Perder um ótimo diretor editorial em um grande jornal pode ser considerado uma fatalidade. Perder dois soa como descuido. Mas quando três dos principais jornais diários da Espanha substituem seus editores-chefes num intervalo de poucos meses, fica claro que algo está acontecendo.

Muitos apontam a crise econônica – que provocou queda na circulação e nas receitas publicitárias – para explicar as mudanças na liderança dos jornais El País, El Mundo e La Vanguardia. Outros evocam uma história familiar a jornais do mundo inteiro: a migração de leitores do impresso para a internet.

No entanto, analistas de mídia na Espanha dizem haver outro fator em jogo: o crescimento das startups de jornalismo – já há mais de 300 empresas do gênero no país.

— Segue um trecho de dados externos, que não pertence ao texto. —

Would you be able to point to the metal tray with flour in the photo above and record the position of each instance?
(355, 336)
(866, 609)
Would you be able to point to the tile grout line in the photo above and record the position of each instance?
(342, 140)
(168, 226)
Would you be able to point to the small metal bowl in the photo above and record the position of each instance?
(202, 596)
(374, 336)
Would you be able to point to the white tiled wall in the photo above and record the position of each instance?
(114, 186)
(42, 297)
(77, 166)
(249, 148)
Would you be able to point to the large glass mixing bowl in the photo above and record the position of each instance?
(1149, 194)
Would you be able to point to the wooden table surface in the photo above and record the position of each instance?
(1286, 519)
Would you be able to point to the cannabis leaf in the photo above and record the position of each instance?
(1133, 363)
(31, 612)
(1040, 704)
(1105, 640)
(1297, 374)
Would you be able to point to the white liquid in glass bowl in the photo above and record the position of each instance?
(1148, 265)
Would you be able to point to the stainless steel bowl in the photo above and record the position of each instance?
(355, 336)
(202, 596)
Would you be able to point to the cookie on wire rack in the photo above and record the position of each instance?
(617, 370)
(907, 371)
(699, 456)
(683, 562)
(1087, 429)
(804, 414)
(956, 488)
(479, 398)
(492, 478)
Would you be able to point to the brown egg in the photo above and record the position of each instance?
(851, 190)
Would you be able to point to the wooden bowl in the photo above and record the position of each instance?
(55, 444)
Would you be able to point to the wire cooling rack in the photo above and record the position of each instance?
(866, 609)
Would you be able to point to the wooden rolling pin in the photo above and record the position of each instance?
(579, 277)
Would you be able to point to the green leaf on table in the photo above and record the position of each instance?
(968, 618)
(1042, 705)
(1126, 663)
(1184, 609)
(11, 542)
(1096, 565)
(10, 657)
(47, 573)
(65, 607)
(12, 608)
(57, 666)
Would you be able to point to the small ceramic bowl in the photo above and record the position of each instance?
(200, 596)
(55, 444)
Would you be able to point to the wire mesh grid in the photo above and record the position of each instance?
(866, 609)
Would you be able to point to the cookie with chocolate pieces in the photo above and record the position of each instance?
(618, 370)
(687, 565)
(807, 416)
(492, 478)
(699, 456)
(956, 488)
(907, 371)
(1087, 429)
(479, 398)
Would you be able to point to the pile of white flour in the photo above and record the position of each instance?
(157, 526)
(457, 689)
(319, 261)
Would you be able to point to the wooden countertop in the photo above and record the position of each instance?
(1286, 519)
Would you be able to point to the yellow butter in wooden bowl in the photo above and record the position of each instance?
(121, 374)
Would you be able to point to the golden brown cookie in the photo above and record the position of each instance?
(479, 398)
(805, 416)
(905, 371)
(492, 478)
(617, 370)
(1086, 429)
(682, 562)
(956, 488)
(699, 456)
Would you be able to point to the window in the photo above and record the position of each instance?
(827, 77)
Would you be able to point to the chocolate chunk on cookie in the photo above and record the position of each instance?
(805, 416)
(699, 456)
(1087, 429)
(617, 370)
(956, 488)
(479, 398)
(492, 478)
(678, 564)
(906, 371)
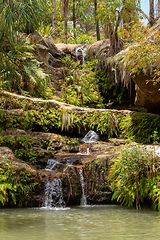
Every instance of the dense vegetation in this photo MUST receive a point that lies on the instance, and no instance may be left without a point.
(133, 177)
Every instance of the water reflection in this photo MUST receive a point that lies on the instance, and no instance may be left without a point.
(91, 223)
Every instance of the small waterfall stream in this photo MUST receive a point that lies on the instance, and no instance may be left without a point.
(53, 192)
(84, 196)
(53, 188)
(81, 52)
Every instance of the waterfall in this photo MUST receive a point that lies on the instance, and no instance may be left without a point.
(51, 164)
(90, 137)
(83, 149)
(53, 188)
(81, 51)
(54, 194)
(84, 197)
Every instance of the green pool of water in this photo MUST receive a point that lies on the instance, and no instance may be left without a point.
(91, 223)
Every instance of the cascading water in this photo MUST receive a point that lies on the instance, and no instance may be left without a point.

Formada por uma mistura de veteranos demitidos durante a crise econômica e jovens que tentam ganhar posição em uma indústria onde poucos estão contratando, as startups estão dispostas a fazer as perguntas que a mídia tradicional espanhola evita.

Dependência financeira

“Quando a Espanha estava à beira do colapso financeiro, os espanhóis começaram a exigir mais responsabilidade de suas instituições”, diz Rafael Aníbal, ex-jornalista que agora trabalha no setor de comunicações. “As pessoas buscavam fontes de informação que não estivessem diretamente ligadas ao poder.”

Em contraste, a mídia tradicional buscava enfrentar a crise, tornando-se mais institucionalizada. Aníbal cita o principal jornal espanhol, El País, fundado no final de 1970, poucos meses após a morte do ditador Francisco Franco. Atolado em dívidas, o grupo de comunicação Prisa, proprietário do jornal, recentemente fechou um acordo para receber indulto de credores, porém cedendo 16% de suas ações a banqueiros. O resultado, diz o ex-repórter do El País Pere Rusiñol, é que agora é impossível separar a cobertura do impresso de sua situação financeira. “Não existe liberdade de imprensa numa empresa que está falida e pertence ao banco.”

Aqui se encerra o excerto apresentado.